Altro fenomeno additato dall’associazione, i cui riferimenti appaiono più che chiari, “il massiccio ricorso da parte di alcuni candidati e partiti politici a stereotipi e linguaggio razzista e xenofobo per veicolare sentimenti populisti”.
Del resto è la stessa Amnesty a denunciare un aumento dell’intolleranza in Europa e in Asia, “in un contesto di progressivo restringimento degli spazi di libertà per la società civile”.

Un dato confermato dall’allarmante ricerca dell’Agenzia dell’Ue per i diritti fondamentali (Fra) resa nota oggi e condotta fra maggio e giugno in 12 Paesi Ue, secondo la quale circa il 90% degli intervistati ritiene che l’antisemitismo stia crescendo nel loro Paese.
Un dato che sale anche in Italia e arriva all’81% (+14% rispetto al 2012).

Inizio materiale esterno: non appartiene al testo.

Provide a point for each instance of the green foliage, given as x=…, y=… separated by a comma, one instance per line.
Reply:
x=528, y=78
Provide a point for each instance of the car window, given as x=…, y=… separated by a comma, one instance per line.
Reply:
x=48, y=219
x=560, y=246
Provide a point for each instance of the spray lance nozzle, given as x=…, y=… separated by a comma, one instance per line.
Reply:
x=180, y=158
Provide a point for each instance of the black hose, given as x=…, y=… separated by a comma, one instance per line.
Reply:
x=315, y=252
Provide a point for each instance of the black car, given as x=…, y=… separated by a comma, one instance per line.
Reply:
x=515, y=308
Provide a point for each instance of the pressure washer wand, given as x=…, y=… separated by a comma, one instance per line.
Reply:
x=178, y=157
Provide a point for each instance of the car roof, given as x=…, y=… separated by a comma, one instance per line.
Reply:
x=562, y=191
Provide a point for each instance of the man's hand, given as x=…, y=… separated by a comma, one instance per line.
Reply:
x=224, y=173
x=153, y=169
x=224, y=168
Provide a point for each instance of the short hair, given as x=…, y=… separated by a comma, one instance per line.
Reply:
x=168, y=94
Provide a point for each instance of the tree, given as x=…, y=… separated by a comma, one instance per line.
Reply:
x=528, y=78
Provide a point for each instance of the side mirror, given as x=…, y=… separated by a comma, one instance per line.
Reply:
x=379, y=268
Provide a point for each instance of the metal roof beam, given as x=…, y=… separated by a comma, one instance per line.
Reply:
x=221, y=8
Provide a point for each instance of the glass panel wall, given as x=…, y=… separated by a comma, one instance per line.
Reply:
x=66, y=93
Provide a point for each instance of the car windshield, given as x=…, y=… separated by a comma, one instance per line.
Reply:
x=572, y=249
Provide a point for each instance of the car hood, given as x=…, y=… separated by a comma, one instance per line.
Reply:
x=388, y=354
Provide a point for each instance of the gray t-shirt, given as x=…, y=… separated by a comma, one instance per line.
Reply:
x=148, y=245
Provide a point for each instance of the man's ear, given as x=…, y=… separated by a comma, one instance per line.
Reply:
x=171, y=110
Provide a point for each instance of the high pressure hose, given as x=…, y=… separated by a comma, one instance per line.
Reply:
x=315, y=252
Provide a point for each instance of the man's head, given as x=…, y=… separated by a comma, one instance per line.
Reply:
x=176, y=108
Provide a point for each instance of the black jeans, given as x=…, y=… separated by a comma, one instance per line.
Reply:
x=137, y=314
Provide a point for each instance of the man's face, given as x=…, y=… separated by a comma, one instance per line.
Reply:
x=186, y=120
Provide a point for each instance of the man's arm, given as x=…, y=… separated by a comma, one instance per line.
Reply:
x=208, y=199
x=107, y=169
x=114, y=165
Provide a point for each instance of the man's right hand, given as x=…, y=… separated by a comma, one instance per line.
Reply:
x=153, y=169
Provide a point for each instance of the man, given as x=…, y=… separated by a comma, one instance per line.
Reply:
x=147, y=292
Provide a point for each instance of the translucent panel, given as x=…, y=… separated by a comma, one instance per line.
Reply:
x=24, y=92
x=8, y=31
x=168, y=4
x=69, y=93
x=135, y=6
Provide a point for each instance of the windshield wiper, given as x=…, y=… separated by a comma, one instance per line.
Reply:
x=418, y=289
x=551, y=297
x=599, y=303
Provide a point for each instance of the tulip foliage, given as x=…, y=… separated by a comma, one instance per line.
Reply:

Una notizia che fa il paio, in un accostamento che mette i brividi, con quella del furto e la rimozione, a Roma, di venti “pietre d’inciampo”, le targhe della memoria a forma di sanpietrino dedicate alle vittime della Shoah. Per Adachiara Zevi, presidente dell’Associazione culturale Arte e Memoria “un attacco inaudito di fascismo e antisemitismo. Purtroppo un governo come quello che abbiamo, che aizza all’odio per il diverso, legittima questi atti”.

Tra le iniziative in programma, la fiaccolata a Roma alle 18.30 al Colosseo.